Multiphase flow is a term which refers to the flow and interaction of several phases within the same system where distinct interfaces exist between the phases. Multiphase flows can be dispersed flows (such as bubbly, droplet, and particle flows) or stratified flows (such as free surface flows, or annular film flow in pipes)
STAR-CCM+ provides five distinct models to meet the requirements of these two categories of flow:
The Lagrangian Multiphase model: this model solves the equation of motion for representative parcels of the dispersed phase as they pass through the system. It is intended for systems that consist mainly of a single continuous phase carrying a relatively small volume of discrete particles, droplets, or bubbles. It is suited where the interaction of the discrete phase with physical boundaries is important.
The Multiphase Segregated Flow model: this model is more generally known as the Eulerian Multiphase model in the literature, but that term has been given a wider significance in STAR-CCM+. The Multiphase Segregated Fluid model solves conservation equations for mass, momentum, and energy for each phase.
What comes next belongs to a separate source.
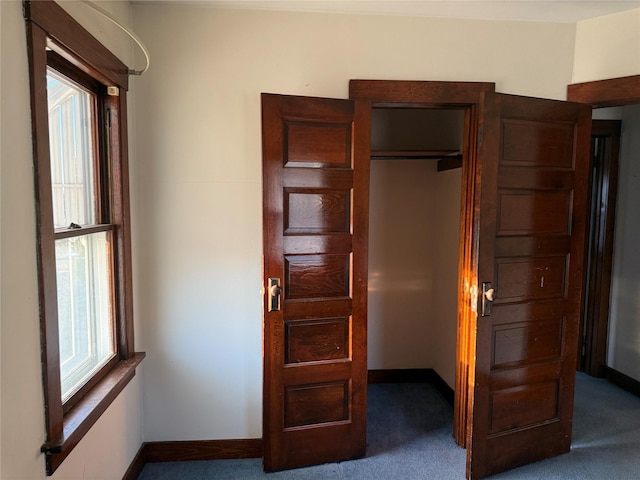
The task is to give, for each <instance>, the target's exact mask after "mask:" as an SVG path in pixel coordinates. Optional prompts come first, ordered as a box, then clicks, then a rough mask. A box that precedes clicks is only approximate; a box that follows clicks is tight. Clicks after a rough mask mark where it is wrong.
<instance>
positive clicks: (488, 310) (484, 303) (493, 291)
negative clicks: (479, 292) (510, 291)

Phase interaction models are provided to define the influence exerted by one phase upon another across the interfacial area between them.
The Volume of Fluid (VOF) model: this model is provided for systems containing two or more immiscible fluid phases, where each phase constitutes a large structure within the system (such as typical free surface flows). This approach captures the movement of the interface between the fluid phases, and is often used for marine applications.
The Discrete Element Model (DEM): this model is an extension of the Lagrangian Multiphase model, but where individual particles are modeled rather than representative parcels, and where inter-particle contact forces are explicitly accounted for.
The Fluid Film model: this model predicts the dynamic characteristics of wall films using boundary layer approximations and assumed velocity and temperature profiles across the depth of the film. Film transport is predicted using thin shells that lie across the surface of solid walls on which the film is formed.